AMOR NÃO SE PARTE
Jota, 15 anos, menina.
Agá, 15 anos, o interesse de Jota.
Não é fácil descobrir a vida quando o corpo pede, a vontade exige, mas o receio domina. Tampouco nunca será simples atender o que a nossa natureza escreve, principalmente porque para outros já aconteceu e parece ter sido tão simples.
Jota assumia desacreditar em amor, as amigas não assumiam que desacreditavam nela. Todos os bilhetes, pedidos para ficar, convites para sair, recados em redes sociais, tudo era rechaçado por Jota. Ela pouco os recebia, bem verdade, mas mesmo os que não tinham endereço definido – boa parte deles – eram abatidos pelo desânimo bombardeiro de Jota.
Sentiu-se deslocada da roupa ideal por bastante tempo. Abortou olhar-se ao espelho inclusive quando para colocar o penteado em dia. Sorria sempre, frequentava as diversões noturnas como quem de quinze anos aprende. Tinha opinião compartilhada no intervalo, nas casas das meninas, em viagens, natal e no rolezinho com a galera do sábado após o almoço. A vida era normal. Os relacionamentos aconteciam. Os fatos eram os mesmos. Jota era igual às outras todas, apenas detestava os papos românticos.
Mas agora o interesse dela é por Agá, e ninguém vai muito com a cara de Agá, pois não possui bom jeito, nem clareza no olhar, nem vontade em aprender, nem consegue bem cheirar. Agá não apresenta rima, não lhe há qualquer traço de poesia. Até acontecem algumas garotas em sua vida, mas ainda assim nele parece não morar dignidade que baste.
Ela precisava caber em outra calça, fez esforço de desmaio para tal. Dobrou-se ao reflexo de Narciso e pintou-se com discrição de corrigir retoques. Tornou-se assim como nunca foi. Renovou perfumes e sorrisos, recobrou a infância, postou-se altivamente adulta. Passou por Jota diariamente sem que fosse assim notada, ainda assim, considerava-se recompensada por poder ali estar. Insiste que o amor é um ser inexistente, e as amigas agora desconfiam de sua sanidade.
Um tempo, uma festa. Fazia alegria no coração de Jota, todo mundo deverá se divertir, e Agá lá está: o DJ da noite. Ela fez reflexo de sacudir a vaidade alheia, esteve bela como nunca antes se havia achado. Passou por Agá o tempo inteiro, desta vez ele até acenou em meio à batida eletrônica. Ela despachou sorriso atrás de sorriso, irradiou a segurança de quem gosta e é correspondido. Ele nada fez além do aceno. E precisava mais?
Precisa.
Jota tem clara certeza de que Agá sabe de seu interesse, mas Agá jamais se interessou por nada que não lhe fosse ele. Jota não era a menina dos padrões, e Agá não sabe ver nada além do que é determinado. Jota queria um beijo, e Agá queria vodca. Agá era o DJ e foi agarrado por duas garotas. Terminou a festa abraçado a uma delas. Jota passou algumas vezes em frente, e ninguém mais a percebeu.

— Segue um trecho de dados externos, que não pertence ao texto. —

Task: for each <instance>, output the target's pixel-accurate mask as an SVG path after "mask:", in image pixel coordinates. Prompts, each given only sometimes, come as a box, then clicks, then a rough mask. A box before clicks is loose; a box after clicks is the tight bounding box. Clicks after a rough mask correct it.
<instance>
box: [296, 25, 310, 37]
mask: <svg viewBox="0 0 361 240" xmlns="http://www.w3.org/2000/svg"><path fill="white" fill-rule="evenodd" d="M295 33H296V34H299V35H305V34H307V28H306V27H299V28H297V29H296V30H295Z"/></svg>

Quando deu segunda-feira, todos estavam na aula, e Jota chegou cedo, sentou-se ao meio de ninguém, fez que nem percebeu quando os outros colegas entraram na sala. Estava com a pintura no rosto usada para o sábado, trazia ainda o cheiro da festa colado em sua camisa. As amigas decretaram-na a necessidade de socorros médicos. Os meninos continuaram a não reparar. Jota abriu o caderno, desenhou um coração, colocou as iniciais “J” e “H” no centro. Percebeu que o fez com tanta força que marcou a madeira da mesinha.
O mais incrível é que o rasgo desenhado ao mais forte punho possível cortou o coração de papel, mas não marcou a mesa. O coração sim ficou lá, intacto. Mas a marca que parte o coração a mesinha não quis aceitar.
Jota não passou a acreditar no amor. Pelo menos não dessa vez. Da mesma maneira que nunca entendeu que diabos o coração tem a ver com esta história.